En publiant chaque année sa statistique médicale, la FMH permet de recentrer la discussion sur des faits. Si nous revenons à l’année dernière, nous nous souvenons de l’étude de santésuisse qui a conduit à l’article sur le risque de surapprovisionnement médical et les coûts qu’il occasionnerait, paru dans la NZZ du 17 septembre 2018. Faut-il encore rappeler que, dans notre pays, l’âge moyen des médecins exerçant en cabinet est de 55 ans? Selon l’Office fédéral de la santé publique, près de 30% des généralistes et des pédiatres étaient âgés de plus de 60 ans en 2015 et seulement un sur cinq avait déjà trouvé un successeur pour son cabinet. En même temps, on apprenait le 16 octobre 2018 que le Parti social-démocrate (SPD) de la Hesse prévoyait de lutter contre la pénurie imminente de médecins en lançant un programme d’urgence, alors qu’en Allemagne l’âge moyen des médecins ambulatoires est de 52 ans et la densité médicale comparable à celle de la Suisse, voire supérieure en équivalents temps plein. Et ce n’est pas tout: en janvier 2019, le Jobradar annonçait que la Suisse n’avait encore jamais compté autant de postes de médecins vacants qu’aujourd’hui, leur nombre passant de 1130 en 2013 à 2951 en 2018. Cette information n’a pas manqué de nous interpeller. Pénurie ou pléthore? Jugez-en par vous-mêmes, chères lectrices et chers lecteurs.
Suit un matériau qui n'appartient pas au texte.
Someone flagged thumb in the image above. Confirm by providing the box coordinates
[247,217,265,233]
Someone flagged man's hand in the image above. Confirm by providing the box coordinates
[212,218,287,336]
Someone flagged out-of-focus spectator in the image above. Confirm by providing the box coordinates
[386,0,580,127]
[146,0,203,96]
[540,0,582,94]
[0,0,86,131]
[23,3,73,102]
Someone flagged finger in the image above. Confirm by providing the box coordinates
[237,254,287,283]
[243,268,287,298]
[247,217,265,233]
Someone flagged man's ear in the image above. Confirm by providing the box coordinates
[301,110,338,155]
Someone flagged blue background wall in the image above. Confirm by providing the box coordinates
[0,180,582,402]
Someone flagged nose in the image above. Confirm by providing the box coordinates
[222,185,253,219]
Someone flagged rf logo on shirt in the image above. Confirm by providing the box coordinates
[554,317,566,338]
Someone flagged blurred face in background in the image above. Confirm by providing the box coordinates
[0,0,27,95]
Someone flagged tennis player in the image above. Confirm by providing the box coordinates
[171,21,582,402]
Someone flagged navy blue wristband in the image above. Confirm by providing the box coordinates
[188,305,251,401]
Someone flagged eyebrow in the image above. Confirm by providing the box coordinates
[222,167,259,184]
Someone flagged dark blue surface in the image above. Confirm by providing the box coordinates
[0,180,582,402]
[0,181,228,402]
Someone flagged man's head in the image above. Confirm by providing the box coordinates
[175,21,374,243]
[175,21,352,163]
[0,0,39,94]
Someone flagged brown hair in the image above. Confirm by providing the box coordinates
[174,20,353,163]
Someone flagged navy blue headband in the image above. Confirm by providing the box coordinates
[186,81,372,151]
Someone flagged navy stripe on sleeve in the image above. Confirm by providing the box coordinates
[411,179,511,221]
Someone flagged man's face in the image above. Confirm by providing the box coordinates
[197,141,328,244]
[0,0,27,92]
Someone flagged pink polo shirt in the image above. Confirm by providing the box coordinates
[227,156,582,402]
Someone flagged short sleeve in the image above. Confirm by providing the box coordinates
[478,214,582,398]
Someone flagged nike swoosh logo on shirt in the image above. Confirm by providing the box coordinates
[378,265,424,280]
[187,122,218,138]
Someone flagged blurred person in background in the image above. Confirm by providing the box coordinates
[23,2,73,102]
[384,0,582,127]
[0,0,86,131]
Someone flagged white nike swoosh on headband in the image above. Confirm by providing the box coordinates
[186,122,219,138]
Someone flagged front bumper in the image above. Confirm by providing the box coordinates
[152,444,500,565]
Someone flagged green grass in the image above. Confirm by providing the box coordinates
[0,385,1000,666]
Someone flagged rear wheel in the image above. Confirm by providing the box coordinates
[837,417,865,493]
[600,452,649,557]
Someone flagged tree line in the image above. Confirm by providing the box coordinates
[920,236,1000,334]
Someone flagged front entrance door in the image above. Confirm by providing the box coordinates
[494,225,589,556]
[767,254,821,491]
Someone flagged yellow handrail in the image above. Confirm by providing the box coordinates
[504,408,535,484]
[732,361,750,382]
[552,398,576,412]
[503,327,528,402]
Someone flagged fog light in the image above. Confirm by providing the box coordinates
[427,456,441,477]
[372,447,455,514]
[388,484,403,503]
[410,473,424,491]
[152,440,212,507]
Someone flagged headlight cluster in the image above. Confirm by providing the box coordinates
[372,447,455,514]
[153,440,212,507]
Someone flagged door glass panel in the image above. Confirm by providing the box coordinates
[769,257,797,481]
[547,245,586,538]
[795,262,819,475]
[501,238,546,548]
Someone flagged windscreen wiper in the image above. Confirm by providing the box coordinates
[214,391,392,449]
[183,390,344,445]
Une autre publication intéressante nous est parvenue récemment. L’European Health Consumer Index 2018 révèle que la Suisse a détrôné les Pays-Bas et occupe ­actuellement le premier rang au classement des systèmes de santé européens. Un paragraphe du rapport a particulièrement retenu notre attention: «Il n’existe aucune corrélation entre l’accessibilité aux soins de santé et l’argent dépensé; il est par nature moins coûteux de gérer un système de santé sans listes d’attente qu’avec des listes d’attente! Contrairement à ce que croient beaucoup de gens et même certains politiciens de la santé, les listes d’attente ne permettent pas d’économiser de l’argent, elles en coûtent» (trad. FMH)! Les chiffres suivants montrent également à quel point la Suisse est tributaire de nos collègues originaires de l’étranger: en 2018, 1029 diplômes fédéraux en médecine humaine ont été délivrés et 3292 diplômes étrangers reconnus par la Commission des professions médicales (MEBEKO). Au niveau des titres de formation postgraduée, 1434 médecins ont obtenu un titre fédéral de spécialiste l’année dernière, tandis que la MEBEKO a reconnu 1392 titres de spécialiste étrangers. Autrement dit, en plus de nos propres spécialistes, qui ont suivi leur formation prégraduée et postgraduée en Suisse, nous avons besoin d’un nombre presque identique de collègues étrangers. Les propositions de la FMH relatives à la réglementation des admissions ­indiquent comment nous pouvons procéder correctement et efficacement dans ce domaine: la solution ne réside pas dans des appareils administratifs cantonaux coûteux, mais dans une prise en charge médicale intercantonale et des critères de qualité simples au bénéfice de nos patients et de l’ensemble de notre système! On ne peut pas répondre aux besoins de nos patients si on ne parle pas leur langue! De même, pour travailler de manière constructive dans notre système, il faut le connaître! Et l’obligation d’accomplir une activité d’au moins trois ans dans un établissement de formation postgraduée reconnu dans la discipline visée permet même d’exercer une influence sur la répartition des spécialistes par domaine. Nos propositions sont sur la table, il ne reste plus qu’à agir!